Cornering The Witness/Informant

img_2120.jpgWe just finished two (2) long trials.  Both involved difficult facts and difficult circumstances.  And both involved informants or cooperating witnesses testifying for the prosecution.  Cross examining a cooperator or informant is not for the feint of heart … it requires listening, persistence, patience, wit and a plan or attack.  Some lawyers just want to get up there and yell and scream.  Those lawyers rarely succeed during a cross examination of an informant/cooperator.

In our most recent trial, we were confronted with two (2) cooperating witnesses.  We’ll write more about the cross examinations of these witnesses in the coming days but suffice it to say that we had a plan of attack for each and we executed that plan.  Court observers claimed that they didn’t believe either witness.  But I digress …

In another recent trial, one that last several weeks, we were confronted with one of the most challenging witnesses around — the cooperating accomplice who is willing to admit every prior lie, misdeed, etc.  This witness is street smart and is willing to light himself on fire so long as he lights the accused on fire as well.  Think of a mob movie with a smart-alecky turncoat “snitch” on the stand who tells jokes, laughs at himself and others and is good with a comeback or two and you’ll start to understand the type of witness that we just dealt with in this trial.  But there is a way to effectively cross examine this witness — you have to corner him in ways that he doesn’t expect it, with a series of questions where the witness will likely lie to avoid looking bad.  You see, its easy for someone on the stand who is getting a deal to admit to having lied to the police or having committed crimes — they know that the prosecutor, judge and jury already know that about them.  They have embraced those facts and they are willing to admit them.

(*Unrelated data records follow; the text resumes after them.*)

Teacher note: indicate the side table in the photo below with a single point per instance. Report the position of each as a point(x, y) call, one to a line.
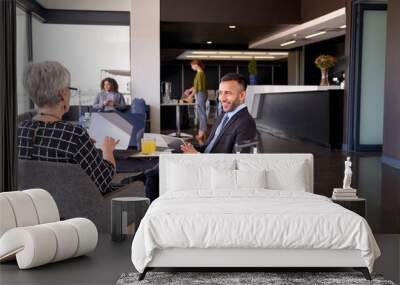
point(178, 118)
point(356, 205)
point(126, 214)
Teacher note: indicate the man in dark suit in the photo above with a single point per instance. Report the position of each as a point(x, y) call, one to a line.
point(234, 126)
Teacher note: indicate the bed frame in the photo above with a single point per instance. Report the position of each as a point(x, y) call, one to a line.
point(242, 259)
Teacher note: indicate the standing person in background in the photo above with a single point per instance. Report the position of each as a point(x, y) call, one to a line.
point(199, 89)
point(109, 98)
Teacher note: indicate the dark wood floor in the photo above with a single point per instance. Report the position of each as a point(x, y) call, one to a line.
point(378, 183)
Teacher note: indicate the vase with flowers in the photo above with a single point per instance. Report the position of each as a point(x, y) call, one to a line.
point(324, 62)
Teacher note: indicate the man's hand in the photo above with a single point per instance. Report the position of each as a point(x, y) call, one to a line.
point(188, 148)
point(109, 103)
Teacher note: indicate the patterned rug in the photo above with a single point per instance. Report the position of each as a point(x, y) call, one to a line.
point(243, 278)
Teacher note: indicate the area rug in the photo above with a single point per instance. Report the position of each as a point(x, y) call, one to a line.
point(243, 278)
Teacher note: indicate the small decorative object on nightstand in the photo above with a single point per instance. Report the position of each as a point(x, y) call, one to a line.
point(357, 205)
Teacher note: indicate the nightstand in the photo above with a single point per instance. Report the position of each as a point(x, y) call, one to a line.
point(356, 205)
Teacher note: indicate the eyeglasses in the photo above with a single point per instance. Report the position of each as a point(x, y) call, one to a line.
point(73, 90)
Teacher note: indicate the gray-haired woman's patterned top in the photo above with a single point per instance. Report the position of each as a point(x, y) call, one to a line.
point(63, 142)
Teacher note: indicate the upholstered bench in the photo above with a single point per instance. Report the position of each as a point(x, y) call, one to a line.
point(31, 231)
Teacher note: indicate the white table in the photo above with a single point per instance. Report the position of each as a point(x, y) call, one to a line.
point(178, 118)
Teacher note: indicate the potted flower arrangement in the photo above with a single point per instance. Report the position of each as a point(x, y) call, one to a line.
point(324, 62)
point(252, 67)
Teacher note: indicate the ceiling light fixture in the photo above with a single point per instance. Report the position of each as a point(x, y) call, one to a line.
point(230, 52)
point(287, 43)
point(264, 57)
point(204, 52)
point(315, 35)
point(278, 53)
point(196, 56)
point(220, 56)
point(254, 53)
point(242, 56)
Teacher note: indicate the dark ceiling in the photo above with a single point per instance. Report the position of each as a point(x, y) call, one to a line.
point(194, 35)
point(189, 24)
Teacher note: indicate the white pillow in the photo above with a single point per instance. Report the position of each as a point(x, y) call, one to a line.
point(282, 174)
point(225, 179)
point(193, 176)
point(251, 178)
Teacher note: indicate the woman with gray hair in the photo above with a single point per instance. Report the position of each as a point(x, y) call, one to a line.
point(48, 138)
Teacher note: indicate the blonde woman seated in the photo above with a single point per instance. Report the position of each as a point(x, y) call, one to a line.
point(48, 138)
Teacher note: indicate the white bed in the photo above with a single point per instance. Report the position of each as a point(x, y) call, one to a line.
point(203, 220)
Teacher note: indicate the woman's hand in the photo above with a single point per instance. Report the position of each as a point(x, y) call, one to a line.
point(188, 148)
point(108, 147)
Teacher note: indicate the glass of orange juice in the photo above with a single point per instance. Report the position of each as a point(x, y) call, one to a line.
point(148, 145)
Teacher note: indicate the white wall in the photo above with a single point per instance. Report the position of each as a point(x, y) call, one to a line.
point(145, 55)
point(22, 61)
point(84, 50)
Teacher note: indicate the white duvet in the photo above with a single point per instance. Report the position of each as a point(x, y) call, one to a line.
point(250, 219)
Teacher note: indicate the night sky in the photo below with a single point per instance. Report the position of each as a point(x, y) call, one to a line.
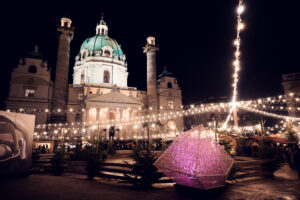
point(195, 39)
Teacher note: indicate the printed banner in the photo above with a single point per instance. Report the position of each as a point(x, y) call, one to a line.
point(16, 137)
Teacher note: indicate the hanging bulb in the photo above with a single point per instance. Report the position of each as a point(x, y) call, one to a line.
point(240, 9)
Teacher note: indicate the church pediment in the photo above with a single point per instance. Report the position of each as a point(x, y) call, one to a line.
point(114, 97)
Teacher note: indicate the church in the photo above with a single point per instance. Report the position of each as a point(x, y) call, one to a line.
point(99, 93)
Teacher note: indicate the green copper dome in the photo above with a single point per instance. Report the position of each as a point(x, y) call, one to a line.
point(96, 43)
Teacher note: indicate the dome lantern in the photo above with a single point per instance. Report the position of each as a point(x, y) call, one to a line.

But if you can corner the witness into situations where he is forced to admit facts that make him look bad, that reveal the core of his character, i.e., things that he wasn’t prepared to have to admit to, he will naturally lie or have to admit being a con.  This is the gold of a killer cross examination.

During this cross examination of this witness, we cornered the informant/cooperator twice to such a degree that even the judge knew he was lying and the judge jumped in and actually pointed out that the witness was lying.  Here are two (2) excerpts —

In this excerpt, I confronted the witness with his looked the cops right in the eye, on the scene, and lied.  The witness didn’t want to admit that … he was prepared to say that he had lied at the police station but he wasn’t prepared to reveal that he had the ability and character to lie on the fly (so to speak) and to do so convincingly.  Even the judge knew he was a “deceitful guy” and called him out on it:

informant x- Judge Recognizing 1

You see the trap?  When the witness was cornered, he didn’t want to admit the truth but he didn’t know what to say.  When he paused and hesitated, the judge called him out, admonished him and even called him a deceitful guy.  It doesn’t get must better than that.  Or does it?

In this next excerpt, I cornered the witness again.  The judge saw the witness trying to lie and called him on it too.  The witness didn’t want to admit that he was going to get insurance proceeds that he wasn’t entitled to … he realized how that made him sound to the jury:  bad, devious, deceitful.  So, the witness tried to lie:

killer x - Judge Recognizing 2

He was cornered with having to reveal his true character, his true self and he didn’t want to.  Instead, he answered “I can’t answer that.”  This was a copout of course.  But the judge wouldn’t have any of it … the judge called him on it again.  Again, it doesn’t get much better than the judge calling the witness a liar during a cross examination.

When confronting a witness, make sure to corner him with having to admit that he is a liar/or scoundrel or watch him try to squirm out of it.  If you have a judge like we had, the judge will recognize it too and even help you prove your point.  Either way, the jury will see and understand what’s happening.